Tan ensimismado estaba, contemplando los dibujos de aquellos extraños seres en el libro, que apenas reparé en el ruido de la puerta al cerrarse. Me había quedado solo.

Respiré hondo. ¿Podría llevarme algún libro de esos? No me cabrían todos en el zurrón... Y además no podría volver a aquella tienda si robaba en ella. Y los libros parecían tan interesantes... ¿qué estarían diciendo todas aquellas letras?

Seguí mirando ilustraciones. En un momento dado volví al libro amarillo de los occitienses. En los dibujos había flechas junto a explicaciones, esquemas, párrafos pequeños junto a los dibujos de gente que era como yo. Los habían dibujado como bestias agresivas con las fauces abiertas y ojos de rabia, como capaces de morder al lector en cuanto mirase hacia otro lado. Junto a los dibujos había párrafos que te explicaban vete a saber qué sobre mi gente.

Seguí pasando páginas. Vi un dibujo de occitienses en un pueblo parecido a Isolacrán. Miraban al lector como posando para que los dibujaran. El que había dibujado esto no lo había conseguido sacar más falso porque no se había entrenado. Nadie se hubiera atrevido a intentar matenerlos quietecitos para algo así. Otra ilustración ya era un poco más realista, aunque habían exagerado la expresión viciosa de los dos occitienses que mostraban peleando con piedras en la mano, como si fuesen puñales. ¡Por Anjín, pero si en Occitia nadie tira piedras a la gente que se pelea, como en el dibujo aquel! Ni mucho menos aprovechaban una pelea para robar a nadie. Somos más de quedarnos a observar hasta que caen migajas.
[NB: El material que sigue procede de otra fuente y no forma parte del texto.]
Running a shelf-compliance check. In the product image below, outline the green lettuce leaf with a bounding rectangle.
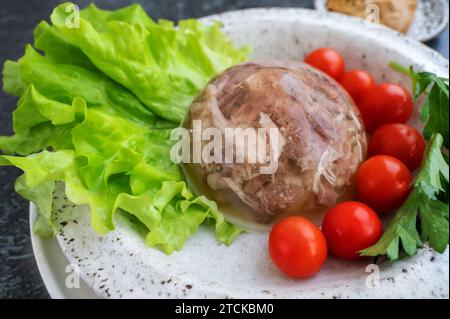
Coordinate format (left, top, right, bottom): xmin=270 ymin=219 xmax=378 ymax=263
xmin=0 ymin=4 xmax=247 ymax=254
xmin=51 ymin=3 xmax=248 ymax=123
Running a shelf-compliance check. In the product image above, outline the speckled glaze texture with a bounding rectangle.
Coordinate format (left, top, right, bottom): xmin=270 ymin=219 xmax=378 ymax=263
xmin=33 ymin=9 xmax=449 ymax=298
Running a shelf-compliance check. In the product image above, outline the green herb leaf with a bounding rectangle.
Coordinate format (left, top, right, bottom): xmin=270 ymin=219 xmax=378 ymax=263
xmin=360 ymin=133 xmax=449 ymax=260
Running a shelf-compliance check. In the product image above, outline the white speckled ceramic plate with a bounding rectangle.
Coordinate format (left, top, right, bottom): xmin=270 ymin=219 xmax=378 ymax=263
xmin=31 ymin=9 xmax=449 ymax=298
xmin=314 ymin=0 xmax=448 ymax=42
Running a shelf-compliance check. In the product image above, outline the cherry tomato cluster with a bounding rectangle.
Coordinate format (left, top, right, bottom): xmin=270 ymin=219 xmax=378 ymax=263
xmin=269 ymin=48 xmax=425 ymax=278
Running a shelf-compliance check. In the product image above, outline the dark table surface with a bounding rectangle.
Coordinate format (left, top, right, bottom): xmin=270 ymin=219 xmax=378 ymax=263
xmin=0 ymin=0 xmax=449 ymax=298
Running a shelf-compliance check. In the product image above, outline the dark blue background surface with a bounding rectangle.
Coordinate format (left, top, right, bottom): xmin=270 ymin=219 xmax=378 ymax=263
xmin=0 ymin=0 xmax=449 ymax=298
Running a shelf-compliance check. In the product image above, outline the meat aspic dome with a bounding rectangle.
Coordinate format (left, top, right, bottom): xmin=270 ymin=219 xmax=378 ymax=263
xmin=184 ymin=60 xmax=367 ymax=222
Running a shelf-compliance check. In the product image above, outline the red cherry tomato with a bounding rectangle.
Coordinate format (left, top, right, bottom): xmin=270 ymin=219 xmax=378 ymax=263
xmin=269 ymin=216 xmax=327 ymax=278
xmin=322 ymin=202 xmax=383 ymax=259
xmin=340 ymin=70 xmax=375 ymax=104
xmin=358 ymin=83 xmax=413 ymax=133
xmin=305 ymin=48 xmax=345 ymax=81
xmin=369 ymin=123 xmax=425 ymax=172
xmin=357 ymin=155 xmax=412 ymax=213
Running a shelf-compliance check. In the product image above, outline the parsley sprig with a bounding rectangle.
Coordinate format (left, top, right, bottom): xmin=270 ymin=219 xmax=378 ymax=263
xmin=360 ymin=63 xmax=449 ymax=260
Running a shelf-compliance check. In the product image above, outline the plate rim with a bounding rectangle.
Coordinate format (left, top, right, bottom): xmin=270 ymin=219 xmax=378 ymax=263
xmin=314 ymin=0 xmax=449 ymax=43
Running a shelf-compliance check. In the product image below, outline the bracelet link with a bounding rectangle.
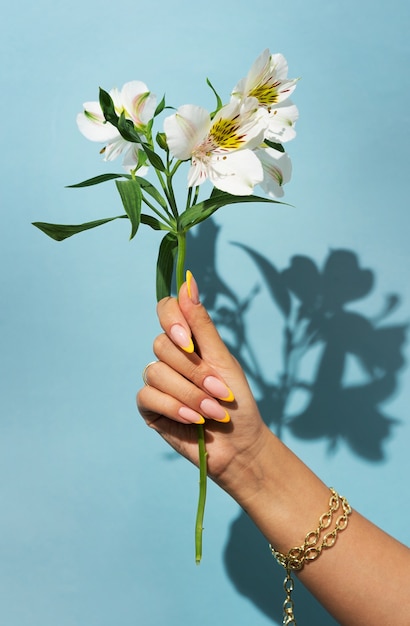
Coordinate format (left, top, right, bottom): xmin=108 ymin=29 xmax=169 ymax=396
xmin=269 ymin=487 xmax=352 ymax=626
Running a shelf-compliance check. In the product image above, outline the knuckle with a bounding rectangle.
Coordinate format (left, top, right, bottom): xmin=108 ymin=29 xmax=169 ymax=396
xmin=153 ymin=333 xmax=169 ymax=359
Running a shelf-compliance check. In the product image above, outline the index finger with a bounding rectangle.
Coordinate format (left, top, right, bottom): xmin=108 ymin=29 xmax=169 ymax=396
xmin=157 ymin=296 xmax=194 ymax=354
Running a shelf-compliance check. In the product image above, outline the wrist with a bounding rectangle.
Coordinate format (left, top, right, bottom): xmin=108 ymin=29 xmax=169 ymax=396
xmin=217 ymin=425 xmax=329 ymax=551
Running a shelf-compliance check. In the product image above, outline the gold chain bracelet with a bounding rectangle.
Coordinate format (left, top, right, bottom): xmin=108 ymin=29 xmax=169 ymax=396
xmin=269 ymin=487 xmax=352 ymax=626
Vi imágenes de madres parecidas a Lávice, dibujadas atacando a niños con cara de profundo odio y piedras en las manos. ¡Qué pesados con las piedras! Además, las madres puede que peguen a sus hijos, igual que ocurre al revés, pero no con ese odio asesino grabado en los ojos. Y mucho menos con piedras. ¡Por Aspín, así puedes matarlos! Por muy acostumbrados que estemos a pelear desde la infancia esas cosas hacen daño, ¿eh? Por no hablar de las imágenes de occitios copulando en plena calle. Eso sí que ya es una mentira como un peñón de arenisca. Cómo se nota que el capullo del ilustrador no había pisado Occitia en la vida. Esa era la imagen que los extranjeros tenían de nosotros... se creen muy superiores a los demás, y no tienen ni idea de nada.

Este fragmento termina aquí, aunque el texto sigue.